Chesterton observes that “all the fire of the fairy tales is derived” from a kind of “elementary wonder.” We all like love stories, he says, because they appeal to our instinct of sex. And we all like astonishing tales because “they touch the nerve of the ancient instinct of astonishment.” The primacy of this instinct is proved, he argues, by the fact that “when we are very young children we do not need fairy tales: we need only tales. Mere life is interesting enough. A child of seven is excited by being told that Tommy opened a door and saw a dragon.
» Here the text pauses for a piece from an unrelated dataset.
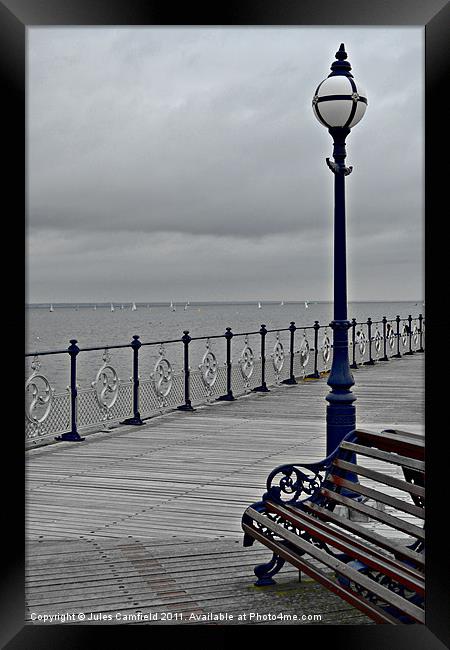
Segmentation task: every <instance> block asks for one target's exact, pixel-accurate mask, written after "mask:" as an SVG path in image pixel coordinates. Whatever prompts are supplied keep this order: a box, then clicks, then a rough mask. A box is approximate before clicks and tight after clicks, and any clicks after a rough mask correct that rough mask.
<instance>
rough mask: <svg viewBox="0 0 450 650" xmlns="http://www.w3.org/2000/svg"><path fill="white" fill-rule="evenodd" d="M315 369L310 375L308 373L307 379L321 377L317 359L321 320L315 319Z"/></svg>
mask: <svg viewBox="0 0 450 650" xmlns="http://www.w3.org/2000/svg"><path fill="white" fill-rule="evenodd" d="M313 327H314V371H313V372H311V373H310V374H309V375H306V379H320V373H319V369H318V365H317V360H318V357H319V329H320V325H319V321H318V320H315V321H314V325H313Z"/></svg>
But a child of three is excited by being told that Tommy opened a door.”

Astonishing tales—hobbits talking with Ents and Rat boating with Mole and Hansel and Gretel escaping the witch and Jack climbing the beanstalk and Curdie confounding the goblins—help us remember and recover our elementary wonder at the world:

These tales say that apples were golden only to refresh the forgotten moment when we found that they were green. They make rivers run with wine only to make us remember, for one wild moment, that they run with water.

For Chesterton, the ancient instinct of wonder contains “a positive element of praise” which comes prior to any specific religious formation. He says it is a difficult feeling to express, but that nursery tales and fairy tales gave him a sense that “life was as precious as it was puzzling. It was an ecstasy because it was an adventure; it was an adventure because it was an opportunity . . . The test of all happiness is gratitude; and I felt grateful, though I hardly knew to whom.” Chesterton concludes that life “is not only a pleasure, but a kind of eccentric privilege” to which the proper response is humble thanks.

And that’s where my wandering mind ended on Labor Day: in thanksgiving for our lives that are puzzling and precious and take place in a world as mysterious as any fairy tale.